Friday, October 3, 2008

My parents and Sidney leave for Florida tomorrow morning. They will be gone for at least six months, and frankly, I'm having a very tough time today. I've known this day was coming for a couple of months, and I've dreaded it every day. My parents have provided some structure in my life where there was little, and structure seems to be a valuable thing in my condition. They provided dinners and other meals, and they gave me a place to sleep away from the condo that has been causing me so much discomfort during the depression. And, of course, I've been able to spend time with Sidney. Even though it was necessary for him to go live with them, I still love him immensely. Being able to spend time with him, play with him, care for him, and share the guest bed with him have all been blessings. But all of that is about to change, and sadly, I am not prepared for it. I tried to prepare for it, at least I told myself that I was, but the reality of the situation is causing me to get very emotional and sad. I honestly don't know what I'm going to do once they're gone.

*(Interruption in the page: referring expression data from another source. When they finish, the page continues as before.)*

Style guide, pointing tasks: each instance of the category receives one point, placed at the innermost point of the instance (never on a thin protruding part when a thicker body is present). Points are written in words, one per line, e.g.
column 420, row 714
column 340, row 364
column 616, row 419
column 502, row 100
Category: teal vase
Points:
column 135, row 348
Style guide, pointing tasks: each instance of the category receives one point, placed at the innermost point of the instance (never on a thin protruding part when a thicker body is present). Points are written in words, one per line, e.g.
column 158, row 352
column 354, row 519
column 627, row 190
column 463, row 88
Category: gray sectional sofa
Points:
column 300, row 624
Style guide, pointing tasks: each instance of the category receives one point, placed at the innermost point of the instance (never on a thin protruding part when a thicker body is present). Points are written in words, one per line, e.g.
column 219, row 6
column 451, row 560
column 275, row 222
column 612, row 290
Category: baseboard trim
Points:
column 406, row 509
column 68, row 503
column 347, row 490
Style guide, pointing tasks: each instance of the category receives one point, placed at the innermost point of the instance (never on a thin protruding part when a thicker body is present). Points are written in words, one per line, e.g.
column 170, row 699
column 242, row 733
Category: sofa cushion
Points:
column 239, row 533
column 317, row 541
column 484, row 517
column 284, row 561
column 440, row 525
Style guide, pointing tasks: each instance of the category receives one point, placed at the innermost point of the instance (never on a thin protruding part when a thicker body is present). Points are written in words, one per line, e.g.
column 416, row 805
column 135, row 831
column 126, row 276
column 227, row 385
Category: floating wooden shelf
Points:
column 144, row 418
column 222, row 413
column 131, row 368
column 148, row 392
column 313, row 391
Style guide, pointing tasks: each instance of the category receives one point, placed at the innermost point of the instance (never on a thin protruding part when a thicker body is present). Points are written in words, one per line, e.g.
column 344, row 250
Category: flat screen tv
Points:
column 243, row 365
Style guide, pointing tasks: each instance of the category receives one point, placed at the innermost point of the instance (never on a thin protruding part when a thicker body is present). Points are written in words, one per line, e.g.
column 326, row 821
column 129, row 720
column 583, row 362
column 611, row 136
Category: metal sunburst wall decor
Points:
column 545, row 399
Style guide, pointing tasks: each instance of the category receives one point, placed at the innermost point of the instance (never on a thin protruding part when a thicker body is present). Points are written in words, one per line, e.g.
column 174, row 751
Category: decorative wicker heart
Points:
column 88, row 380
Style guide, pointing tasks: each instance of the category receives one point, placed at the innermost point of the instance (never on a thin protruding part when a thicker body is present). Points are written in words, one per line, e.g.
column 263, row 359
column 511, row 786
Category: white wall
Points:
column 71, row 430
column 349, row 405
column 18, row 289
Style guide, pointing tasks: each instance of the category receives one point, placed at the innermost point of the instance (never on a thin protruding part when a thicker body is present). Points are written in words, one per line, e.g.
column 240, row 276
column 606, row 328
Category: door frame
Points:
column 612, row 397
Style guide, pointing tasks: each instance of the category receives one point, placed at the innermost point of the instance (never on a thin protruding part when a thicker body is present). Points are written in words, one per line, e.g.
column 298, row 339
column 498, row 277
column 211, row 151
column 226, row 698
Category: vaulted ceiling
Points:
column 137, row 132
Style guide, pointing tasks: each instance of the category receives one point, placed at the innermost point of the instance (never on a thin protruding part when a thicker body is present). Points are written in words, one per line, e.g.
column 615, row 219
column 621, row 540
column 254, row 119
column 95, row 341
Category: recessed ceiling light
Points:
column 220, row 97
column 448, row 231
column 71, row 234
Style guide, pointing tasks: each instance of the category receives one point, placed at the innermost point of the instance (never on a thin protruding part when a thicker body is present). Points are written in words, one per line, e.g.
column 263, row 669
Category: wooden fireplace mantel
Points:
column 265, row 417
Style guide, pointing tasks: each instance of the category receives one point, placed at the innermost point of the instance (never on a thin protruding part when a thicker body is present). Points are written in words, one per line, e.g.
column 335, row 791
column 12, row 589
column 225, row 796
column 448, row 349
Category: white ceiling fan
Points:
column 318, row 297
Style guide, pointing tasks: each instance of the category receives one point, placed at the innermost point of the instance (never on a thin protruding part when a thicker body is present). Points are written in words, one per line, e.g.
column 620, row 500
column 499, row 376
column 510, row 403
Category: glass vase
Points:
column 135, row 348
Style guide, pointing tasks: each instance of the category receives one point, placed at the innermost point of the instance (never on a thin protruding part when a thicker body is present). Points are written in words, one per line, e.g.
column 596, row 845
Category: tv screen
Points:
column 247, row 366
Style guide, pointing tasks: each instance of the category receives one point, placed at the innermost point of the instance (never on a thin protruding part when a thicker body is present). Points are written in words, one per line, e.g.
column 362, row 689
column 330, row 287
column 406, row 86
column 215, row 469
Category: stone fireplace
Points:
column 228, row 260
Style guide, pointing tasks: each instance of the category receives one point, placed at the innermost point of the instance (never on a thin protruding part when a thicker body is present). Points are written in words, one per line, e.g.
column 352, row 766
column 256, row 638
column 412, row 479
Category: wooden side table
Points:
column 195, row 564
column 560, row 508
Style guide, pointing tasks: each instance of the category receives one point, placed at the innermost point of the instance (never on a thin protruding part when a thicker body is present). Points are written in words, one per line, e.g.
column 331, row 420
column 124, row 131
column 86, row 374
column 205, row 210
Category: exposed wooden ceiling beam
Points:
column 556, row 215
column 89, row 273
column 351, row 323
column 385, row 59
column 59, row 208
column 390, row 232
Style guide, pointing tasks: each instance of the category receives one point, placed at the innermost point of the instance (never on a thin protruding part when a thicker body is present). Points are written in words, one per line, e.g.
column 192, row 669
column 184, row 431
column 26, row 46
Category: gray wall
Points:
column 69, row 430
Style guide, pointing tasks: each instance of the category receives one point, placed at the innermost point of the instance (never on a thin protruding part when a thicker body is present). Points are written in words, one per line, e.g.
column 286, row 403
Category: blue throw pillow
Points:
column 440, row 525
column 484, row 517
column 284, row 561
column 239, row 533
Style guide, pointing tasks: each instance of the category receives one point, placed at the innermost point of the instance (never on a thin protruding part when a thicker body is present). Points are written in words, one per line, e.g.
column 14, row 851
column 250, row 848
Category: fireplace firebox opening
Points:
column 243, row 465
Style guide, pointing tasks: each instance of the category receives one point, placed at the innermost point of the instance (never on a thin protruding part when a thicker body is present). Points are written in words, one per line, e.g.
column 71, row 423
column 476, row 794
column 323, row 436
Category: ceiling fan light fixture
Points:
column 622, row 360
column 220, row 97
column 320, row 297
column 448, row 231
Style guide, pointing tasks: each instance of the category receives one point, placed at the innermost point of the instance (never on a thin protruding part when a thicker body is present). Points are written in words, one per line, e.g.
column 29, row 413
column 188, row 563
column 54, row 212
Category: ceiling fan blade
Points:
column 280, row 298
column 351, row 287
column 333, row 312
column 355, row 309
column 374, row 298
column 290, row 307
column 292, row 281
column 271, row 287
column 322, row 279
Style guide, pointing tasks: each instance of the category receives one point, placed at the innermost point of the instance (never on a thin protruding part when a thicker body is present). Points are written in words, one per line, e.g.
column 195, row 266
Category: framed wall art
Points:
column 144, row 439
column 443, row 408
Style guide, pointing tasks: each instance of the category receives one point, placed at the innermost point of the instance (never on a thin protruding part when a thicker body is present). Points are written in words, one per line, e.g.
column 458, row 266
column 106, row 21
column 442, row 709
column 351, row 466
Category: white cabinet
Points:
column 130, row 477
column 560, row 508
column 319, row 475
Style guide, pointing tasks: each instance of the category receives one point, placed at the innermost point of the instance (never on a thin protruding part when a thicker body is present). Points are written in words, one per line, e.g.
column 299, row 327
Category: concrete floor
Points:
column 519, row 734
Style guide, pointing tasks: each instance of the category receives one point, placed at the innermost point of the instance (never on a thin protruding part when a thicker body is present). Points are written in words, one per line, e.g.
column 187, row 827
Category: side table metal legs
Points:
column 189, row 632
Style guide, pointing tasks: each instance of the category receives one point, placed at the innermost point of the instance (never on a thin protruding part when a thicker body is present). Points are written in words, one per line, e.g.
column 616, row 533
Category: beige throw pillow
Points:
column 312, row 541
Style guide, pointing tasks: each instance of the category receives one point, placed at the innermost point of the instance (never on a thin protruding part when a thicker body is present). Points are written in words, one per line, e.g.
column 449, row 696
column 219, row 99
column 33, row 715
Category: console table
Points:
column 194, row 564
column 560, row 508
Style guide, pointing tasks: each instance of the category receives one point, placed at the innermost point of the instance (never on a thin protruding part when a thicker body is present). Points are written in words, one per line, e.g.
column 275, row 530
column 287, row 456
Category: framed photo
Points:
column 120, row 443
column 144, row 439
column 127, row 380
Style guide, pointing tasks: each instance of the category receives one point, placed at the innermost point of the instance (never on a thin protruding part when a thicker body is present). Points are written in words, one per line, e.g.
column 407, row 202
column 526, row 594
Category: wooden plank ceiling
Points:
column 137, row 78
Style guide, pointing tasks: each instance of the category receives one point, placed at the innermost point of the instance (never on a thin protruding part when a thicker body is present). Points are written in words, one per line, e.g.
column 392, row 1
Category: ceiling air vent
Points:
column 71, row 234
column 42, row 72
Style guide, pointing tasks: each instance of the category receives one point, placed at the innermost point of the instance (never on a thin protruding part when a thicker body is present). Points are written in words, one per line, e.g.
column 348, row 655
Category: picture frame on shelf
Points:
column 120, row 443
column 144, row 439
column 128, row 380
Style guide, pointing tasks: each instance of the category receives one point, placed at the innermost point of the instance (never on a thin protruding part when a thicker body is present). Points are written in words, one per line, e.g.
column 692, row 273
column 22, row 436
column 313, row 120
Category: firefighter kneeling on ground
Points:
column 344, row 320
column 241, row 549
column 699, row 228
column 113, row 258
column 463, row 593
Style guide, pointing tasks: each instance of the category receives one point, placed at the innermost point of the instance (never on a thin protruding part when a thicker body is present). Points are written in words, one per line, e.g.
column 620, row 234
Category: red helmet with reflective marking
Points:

I truly don't.

2 comments:

Anonymous said...

I think that maybe if you take care of sydney it might be a good thing for you. I don't think he needs to be with your parets, he needs to be with you and you clearly need to be with him. Please reconsider.

Anonymous said...

Just remember that you do have friends that can help you...if you'll let them. But it is understandable that you are feeling unsettled about their departure.